Can’t these college executives see that they have a wonderfully successful basketball package worth billions of dollars over the long haul? It is a springtime exercise in the joyful excitement of intercollegiate athletics, even though these colleges are making buckets of money by using free labor in the form of their “student-athletes.”
To enlarge the tournament would be to go toward a state of boredom. Too much of a good thing will drive people away. Four weekends would absolutely tire out many fans who are not far from that now when you consider the many conference tournaments that immediately precede the NCAA championship tournament.
When the NCAA tournament began in 1939 and throughout its first 40 years or so, there were numerous independent teams such as Notre Dame, Houston, St. Bonaventure, Seattle, Syracuse, Boston College, etc. Then the NCAA established the automatic bid for any conference champion when the field grew to over 50 teams in the 1970s and 64 in the 1980s.
So all colleges either joined an existing conference or formed new conferences such as the Big East, the Atlantic Ten, Conference USA, etc. Now there are no independent basketball teams and each tournament entry belongs to one of the 32 Division I basketball conferences.
Since these conferences all share the wealth among their members, most every college in major basketball is already getting a piece of the TV and gate receipts from the NCAA basketball tournament. Apparently, they all want even more.
If the NCAA tournament steps up to 96 teams, we would go back to first-round byes once again. And this time there would be 32 byes.
It would not take long for all of the 33rd and 34th seeded teams to yell long and hard for the elimination of those byes.

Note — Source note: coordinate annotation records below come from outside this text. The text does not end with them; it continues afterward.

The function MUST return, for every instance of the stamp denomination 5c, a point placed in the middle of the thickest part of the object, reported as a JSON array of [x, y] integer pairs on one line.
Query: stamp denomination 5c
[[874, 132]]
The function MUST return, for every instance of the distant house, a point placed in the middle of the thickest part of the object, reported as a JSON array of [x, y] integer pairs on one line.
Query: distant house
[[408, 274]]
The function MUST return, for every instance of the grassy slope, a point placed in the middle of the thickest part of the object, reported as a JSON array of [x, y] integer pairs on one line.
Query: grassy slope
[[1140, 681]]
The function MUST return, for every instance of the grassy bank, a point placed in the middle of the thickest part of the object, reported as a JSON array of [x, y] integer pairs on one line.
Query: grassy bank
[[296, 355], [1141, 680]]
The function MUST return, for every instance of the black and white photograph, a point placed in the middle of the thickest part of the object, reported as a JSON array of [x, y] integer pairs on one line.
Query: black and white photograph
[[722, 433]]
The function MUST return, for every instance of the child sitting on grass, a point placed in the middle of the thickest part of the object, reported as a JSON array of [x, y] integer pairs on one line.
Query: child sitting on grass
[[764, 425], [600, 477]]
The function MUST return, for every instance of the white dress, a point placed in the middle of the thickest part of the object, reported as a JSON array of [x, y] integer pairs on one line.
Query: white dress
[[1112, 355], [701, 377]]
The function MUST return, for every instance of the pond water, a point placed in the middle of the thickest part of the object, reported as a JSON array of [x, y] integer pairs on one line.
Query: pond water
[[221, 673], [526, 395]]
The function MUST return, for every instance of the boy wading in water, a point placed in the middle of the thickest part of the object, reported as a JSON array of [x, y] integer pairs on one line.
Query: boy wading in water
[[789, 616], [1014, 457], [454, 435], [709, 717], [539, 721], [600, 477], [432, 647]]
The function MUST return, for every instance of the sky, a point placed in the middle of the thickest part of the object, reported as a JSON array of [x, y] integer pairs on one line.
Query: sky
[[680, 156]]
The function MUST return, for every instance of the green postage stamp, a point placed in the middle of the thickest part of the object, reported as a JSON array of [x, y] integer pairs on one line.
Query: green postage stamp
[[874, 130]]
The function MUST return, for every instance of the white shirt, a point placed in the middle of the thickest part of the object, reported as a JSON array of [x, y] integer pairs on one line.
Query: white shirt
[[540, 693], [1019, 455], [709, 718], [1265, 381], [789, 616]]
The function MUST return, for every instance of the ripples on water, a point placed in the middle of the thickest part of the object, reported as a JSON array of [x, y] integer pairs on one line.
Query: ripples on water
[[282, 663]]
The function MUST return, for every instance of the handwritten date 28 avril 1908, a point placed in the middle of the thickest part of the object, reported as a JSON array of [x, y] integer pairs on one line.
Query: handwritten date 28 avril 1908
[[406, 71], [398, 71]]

That would result in another expansion to 128 teams. In that case the championship would go to the team that could win seven NCAA tournament games. Any team seeded 33rd or lower would also have to win seven games in order to take the title in a 96-team tourney field.
My biggest objection to any such expansion is two-fold. First of all, the field would include 32 mediocre to poor teams that now make up the field for the largely watered-down National Invitation Tournament. Also, that once grand NIT would probably die out if it was forced to invite teams ranked 100 and lower in college basketball.
I had the pleasure of covering every one of John Wooden’s UCLA championships. And I believe his Bruins of the 1960s and 1970s with players such as Walt Hazzard, Gail Goodrich, Lew Alcindor, Lynn Shackelford, Lucius Allen, Steve Patterson, Sidney Wicks, Henry Bibby, Bill Walton, Richard Washington et al could win six, seven or however many games it took to win the title.
But I do not want to see any team have to win more than the current six tournament games in order to be champion. The NCAA tourney should be at 64 teams, which is just the correct size for March Madness. Don’t mess with a winner!